Enhanced electrochemical performance of NiSbS/NiSb/NiS nanocomposites anchored on graphite nanosheets for sodium-ion battery applications

Abstract

In the realm of scalable fabrication of anodes through ball milling, ensuring high electrochemical performance and robust cycling stability of anodes for sodium-ion batteries is paramount, but it presents a formidable hurdle. In pursuit of these goals, a distinctive hybrid composite distinguished by its intricate multiphase composition has been devised. This entails the integration of innovative NiSbS/NiSb/NiS nanomaterials onto exfoliated graphite nanosheets (Ni–Sb–S/GN) via a straightforward technique. Analyses indicate that the interplay between the graphite nanosheets and the hybrid Ni–Sb–S in conjunction with the discharge byproducts of Na₂S substantially augment the stability and Na-ion diffusion kinetics of Ni–Sb–S/GN anodes.

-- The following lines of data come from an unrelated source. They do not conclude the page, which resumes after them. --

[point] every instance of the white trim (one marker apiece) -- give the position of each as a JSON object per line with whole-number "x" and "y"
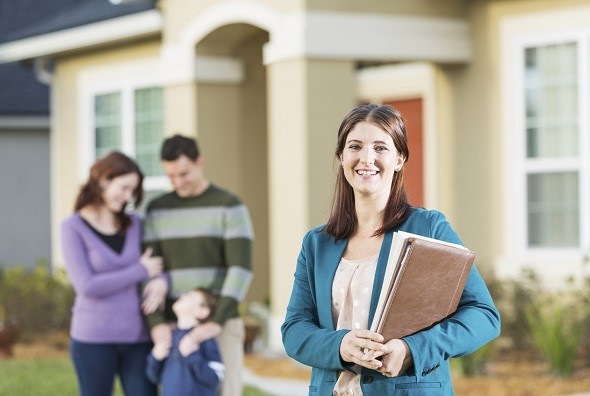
{"x": 227, "y": 13}
{"x": 147, "y": 23}
{"x": 25, "y": 122}
{"x": 119, "y": 77}
{"x": 219, "y": 69}
{"x": 411, "y": 80}
{"x": 516, "y": 33}
{"x": 348, "y": 35}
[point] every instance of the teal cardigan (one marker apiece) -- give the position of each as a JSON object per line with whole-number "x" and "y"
{"x": 310, "y": 338}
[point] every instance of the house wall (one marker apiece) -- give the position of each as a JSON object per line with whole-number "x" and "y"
{"x": 24, "y": 187}
{"x": 444, "y": 8}
{"x": 67, "y": 164}
{"x": 479, "y": 137}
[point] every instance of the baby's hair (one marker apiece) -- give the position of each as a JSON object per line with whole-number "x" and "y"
{"x": 209, "y": 299}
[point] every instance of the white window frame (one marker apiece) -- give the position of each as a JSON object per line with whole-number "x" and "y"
{"x": 517, "y": 34}
{"x": 125, "y": 79}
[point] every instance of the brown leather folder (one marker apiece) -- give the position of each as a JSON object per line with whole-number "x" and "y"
{"x": 424, "y": 286}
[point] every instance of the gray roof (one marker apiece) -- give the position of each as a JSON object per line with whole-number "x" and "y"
{"x": 73, "y": 13}
{"x": 20, "y": 92}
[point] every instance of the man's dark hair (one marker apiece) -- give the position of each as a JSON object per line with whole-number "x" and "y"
{"x": 176, "y": 146}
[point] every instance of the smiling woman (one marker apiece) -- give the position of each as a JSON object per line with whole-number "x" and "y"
{"x": 370, "y": 160}
{"x": 101, "y": 246}
{"x": 337, "y": 279}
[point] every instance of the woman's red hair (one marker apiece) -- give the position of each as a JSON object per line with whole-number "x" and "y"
{"x": 112, "y": 165}
{"x": 343, "y": 221}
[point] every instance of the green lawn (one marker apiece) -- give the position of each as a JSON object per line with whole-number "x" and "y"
{"x": 50, "y": 377}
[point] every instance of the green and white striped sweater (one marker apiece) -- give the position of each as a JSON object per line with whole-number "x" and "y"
{"x": 206, "y": 241}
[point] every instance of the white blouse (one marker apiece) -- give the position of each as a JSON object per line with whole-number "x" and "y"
{"x": 351, "y": 297}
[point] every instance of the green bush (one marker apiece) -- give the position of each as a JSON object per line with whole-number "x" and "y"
{"x": 557, "y": 323}
{"x": 475, "y": 363}
{"x": 35, "y": 299}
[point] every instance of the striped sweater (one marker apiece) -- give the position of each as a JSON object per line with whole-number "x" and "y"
{"x": 206, "y": 241}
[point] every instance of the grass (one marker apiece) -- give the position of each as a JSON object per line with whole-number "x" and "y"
{"x": 49, "y": 377}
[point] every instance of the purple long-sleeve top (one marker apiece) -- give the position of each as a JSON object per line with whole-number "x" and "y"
{"x": 107, "y": 306}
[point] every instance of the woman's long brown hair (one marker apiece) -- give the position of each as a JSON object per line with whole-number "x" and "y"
{"x": 343, "y": 221}
{"x": 108, "y": 167}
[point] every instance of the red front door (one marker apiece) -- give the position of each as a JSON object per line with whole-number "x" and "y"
{"x": 411, "y": 110}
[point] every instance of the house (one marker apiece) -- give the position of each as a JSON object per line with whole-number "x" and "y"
{"x": 494, "y": 91}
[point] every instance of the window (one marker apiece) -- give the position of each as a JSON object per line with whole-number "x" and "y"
{"x": 552, "y": 134}
{"x": 107, "y": 119}
{"x": 132, "y": 120}
{"x": 149, "y": 126}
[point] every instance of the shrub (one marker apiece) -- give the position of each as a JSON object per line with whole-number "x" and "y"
{"x": 557, "y": 324}
{"x": 36, "y": 299}
{"x": 476, "y": 362}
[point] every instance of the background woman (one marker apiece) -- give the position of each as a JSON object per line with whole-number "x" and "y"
{"x": 334, "y": 294}
{"x": 101, "y": 246}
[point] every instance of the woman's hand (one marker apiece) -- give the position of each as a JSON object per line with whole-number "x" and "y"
{"x": 153, "y": 265}
{"x": 363, "y": 347}
{"x": 154, "y": 295}
{"x": 397, "y": 359}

The novel Ni–Sb–S/GN exhibits markedly superior electrochemical performance in comparison to its Ni–Sb–S counterpart. Specifically, Ni–Sb–S/GN retains a reversible capacity of 238.7 mA h g⁻¹ at 0.2 A g⁻¹ after 300 cycles and 200 mA h g⁻¹ at 1 A g⁻¹ after 1000 cycles, corresponding to a high capacity retention rate of 83.8% compared to the 2nd cycle. This contribution presents a novel avenue for the exploitation of advanced multiphase anodes exhibiting superior capacity, rate capability, and cycling durability.